Lords Amendment 42D tackles one of the most controversial clauses in the Bill, clause 15, which the Hansard Society called the

“‘do anything we want’ powers for Ministers.”

I remind Members that the Hansard Society is a body whose opinion ought to mean something. It describes clause 15 as that because, as has been extensively covered previously, it empowers Ministers to revoke regulations and not replace them; replace them with another measure that they consider

“appropriate…to achieve the same or similar objectives”;

or to “make such alternative provision” as they consider “appropriate”. Those are extremely broad powers covering broad areas of policy.

If this Bill has taught us anything, it is that the reach of EU regulations permeates every aspect of life and covers many important issues that most people would expect Parliament to have a say over: consumer rights; public health; the environment; and, of course, employment rights. These regulations cover many things that many people would want to see protected, and many more things that nobody said would be removed or watered down back in 2016.

I pay tribute to Lord Hope for trying to find a compromise that the Government can accept. I fear that, as with Lord Krebs, his efforts will be in vain. In short, this latest amendment would see a Committee of this place sift regulations made under the clause, following an explanation by the relevant Minister as to why that particular regulation is required or desirable. It should be noted that Lord Hope made it clear in the other place that this Committee would be a Commons one only; how ironic that an unelected Lord is the one pushing an amendment to give the elected Commons more say in how our laws are decided, and that the Commons is resisting this move.
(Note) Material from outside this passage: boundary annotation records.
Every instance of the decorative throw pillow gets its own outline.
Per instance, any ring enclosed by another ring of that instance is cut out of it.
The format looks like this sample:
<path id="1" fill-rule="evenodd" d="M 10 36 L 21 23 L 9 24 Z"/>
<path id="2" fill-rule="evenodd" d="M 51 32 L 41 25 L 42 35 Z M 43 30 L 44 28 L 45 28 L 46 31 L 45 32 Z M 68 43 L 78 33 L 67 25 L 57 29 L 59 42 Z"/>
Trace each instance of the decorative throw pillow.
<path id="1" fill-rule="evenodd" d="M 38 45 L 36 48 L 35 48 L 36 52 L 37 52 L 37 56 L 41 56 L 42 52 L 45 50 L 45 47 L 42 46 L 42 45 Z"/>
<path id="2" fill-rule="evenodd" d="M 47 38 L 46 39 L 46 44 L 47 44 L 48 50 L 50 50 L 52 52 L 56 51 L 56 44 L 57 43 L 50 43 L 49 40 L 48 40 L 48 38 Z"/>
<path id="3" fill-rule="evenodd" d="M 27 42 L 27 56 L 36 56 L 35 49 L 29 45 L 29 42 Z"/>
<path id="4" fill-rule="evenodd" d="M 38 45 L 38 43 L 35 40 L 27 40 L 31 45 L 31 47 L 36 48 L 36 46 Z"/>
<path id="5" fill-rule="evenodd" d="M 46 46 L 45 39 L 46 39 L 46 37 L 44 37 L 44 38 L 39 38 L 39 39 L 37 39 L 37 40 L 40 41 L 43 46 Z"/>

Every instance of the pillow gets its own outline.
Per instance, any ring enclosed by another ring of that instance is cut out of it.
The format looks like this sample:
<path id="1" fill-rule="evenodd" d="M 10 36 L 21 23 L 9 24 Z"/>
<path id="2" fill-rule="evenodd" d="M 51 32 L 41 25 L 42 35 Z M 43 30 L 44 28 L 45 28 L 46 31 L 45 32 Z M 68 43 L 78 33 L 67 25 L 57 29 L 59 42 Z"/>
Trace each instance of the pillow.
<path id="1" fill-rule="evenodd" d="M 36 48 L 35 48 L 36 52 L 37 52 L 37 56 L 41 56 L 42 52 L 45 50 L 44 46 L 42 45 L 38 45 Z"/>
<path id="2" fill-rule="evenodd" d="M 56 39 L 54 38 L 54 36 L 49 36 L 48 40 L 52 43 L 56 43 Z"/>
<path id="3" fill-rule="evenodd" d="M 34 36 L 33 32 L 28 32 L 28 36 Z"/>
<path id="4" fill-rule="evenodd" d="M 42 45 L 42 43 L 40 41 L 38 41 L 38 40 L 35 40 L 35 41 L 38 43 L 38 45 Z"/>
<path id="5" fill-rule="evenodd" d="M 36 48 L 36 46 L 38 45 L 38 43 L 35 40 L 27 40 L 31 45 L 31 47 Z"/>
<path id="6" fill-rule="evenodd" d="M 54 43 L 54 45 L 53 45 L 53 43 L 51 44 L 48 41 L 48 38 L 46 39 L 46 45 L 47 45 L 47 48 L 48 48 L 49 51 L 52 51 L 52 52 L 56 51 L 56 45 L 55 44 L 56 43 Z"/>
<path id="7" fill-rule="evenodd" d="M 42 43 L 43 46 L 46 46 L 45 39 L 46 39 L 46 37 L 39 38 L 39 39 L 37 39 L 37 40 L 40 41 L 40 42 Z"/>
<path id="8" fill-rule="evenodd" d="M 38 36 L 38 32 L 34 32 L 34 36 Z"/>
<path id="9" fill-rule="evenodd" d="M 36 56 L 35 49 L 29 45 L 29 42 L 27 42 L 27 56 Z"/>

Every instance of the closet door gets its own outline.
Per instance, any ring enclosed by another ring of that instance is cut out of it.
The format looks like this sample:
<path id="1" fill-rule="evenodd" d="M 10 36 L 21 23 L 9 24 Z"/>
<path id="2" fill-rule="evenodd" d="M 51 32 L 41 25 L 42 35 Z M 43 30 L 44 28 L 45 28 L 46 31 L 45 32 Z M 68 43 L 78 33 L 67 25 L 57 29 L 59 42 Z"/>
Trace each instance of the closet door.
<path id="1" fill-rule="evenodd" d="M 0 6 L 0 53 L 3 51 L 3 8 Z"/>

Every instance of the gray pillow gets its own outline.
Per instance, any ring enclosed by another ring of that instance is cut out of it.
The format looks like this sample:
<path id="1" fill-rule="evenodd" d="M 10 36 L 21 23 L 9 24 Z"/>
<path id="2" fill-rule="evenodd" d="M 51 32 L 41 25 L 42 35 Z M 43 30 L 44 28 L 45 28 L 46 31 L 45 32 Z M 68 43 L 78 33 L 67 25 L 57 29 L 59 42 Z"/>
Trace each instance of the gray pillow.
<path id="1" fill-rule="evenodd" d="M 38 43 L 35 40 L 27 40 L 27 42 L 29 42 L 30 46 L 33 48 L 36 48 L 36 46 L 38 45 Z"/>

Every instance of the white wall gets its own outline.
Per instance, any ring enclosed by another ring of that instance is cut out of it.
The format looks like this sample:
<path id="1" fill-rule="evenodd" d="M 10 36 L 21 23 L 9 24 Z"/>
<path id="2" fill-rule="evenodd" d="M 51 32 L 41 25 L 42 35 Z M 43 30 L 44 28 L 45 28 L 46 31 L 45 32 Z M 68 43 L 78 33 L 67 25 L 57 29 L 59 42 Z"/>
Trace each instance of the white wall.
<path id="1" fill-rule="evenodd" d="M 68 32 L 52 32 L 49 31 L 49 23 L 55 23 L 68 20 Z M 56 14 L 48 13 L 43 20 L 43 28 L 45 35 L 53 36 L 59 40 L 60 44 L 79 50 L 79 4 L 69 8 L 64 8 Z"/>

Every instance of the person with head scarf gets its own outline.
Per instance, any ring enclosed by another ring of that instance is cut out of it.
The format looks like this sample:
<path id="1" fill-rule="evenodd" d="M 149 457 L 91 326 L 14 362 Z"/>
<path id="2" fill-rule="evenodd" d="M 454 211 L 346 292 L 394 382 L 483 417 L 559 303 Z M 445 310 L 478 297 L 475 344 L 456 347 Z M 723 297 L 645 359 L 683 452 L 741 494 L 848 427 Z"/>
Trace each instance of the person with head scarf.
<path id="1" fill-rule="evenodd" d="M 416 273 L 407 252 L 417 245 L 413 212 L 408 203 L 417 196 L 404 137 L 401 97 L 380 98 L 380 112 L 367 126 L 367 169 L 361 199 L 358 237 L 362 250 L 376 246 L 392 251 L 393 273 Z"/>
Perhaps he, at least, understands what taking back control was meant to be about.

The Lords amendment further provides that once the Committee has considered the Minister’s explanation, it can, if it wishes—it is not required to—draw special attention to the regulations in question, following which the Minister must arrange for them to be debated on the Floor of each House. The Minister must then have regard to any resolution of either House and may, but is not required to, amend their proposal in the light of what has been resolved. The Committee can also recommend that the proposal should not be proceeded with, but, in the true spirit of taking back control, this House will get the final say on that. Is this not what the true spirit of Brexit was really about: the democratically elected Members of this House asserting influence and passing our laws?

I am sure that we will hear, once again, the fallacious arguments that because these laws were passed in the first place without proper democratic involvement, that means, by some twisted logic, that it is fine now to hand all the power over these laws to Ministers, without any reference to Parliament. Those arguments do not wash because they come from a place that says that anything that originates from the EU is bad and we therefore do not need it. Tell that to the millions of people enjoying paid holidays for the first time, to the disabled passengers who were given priority on transport for the first time and to the millions of people who have kept their job because of TUPE protections. I do not believe anyone who voted to leave the EU voted to dispense with those rights. If it is the Government’s intention to change any of those protections, or the thousands of others that our citizens enjoy, it is only right that this place has a say in that.

I am afraid the lack of transparency that this Bill represents, and the sidelining of genuine scrutiny, show up all those arguments that were made back in 2016 about sovereignty for what they are: a fig leaf for a select few to shape and determine the future of this country without reference to Parliament, and certainly without reference to the people they are supposed to represent. Democracy in the 21st century does not die in one swift act, but erodes over time, bit by bit. This Bill is another example of that, and until this Government restore basic democratic principles, we will do all we can to oppose it.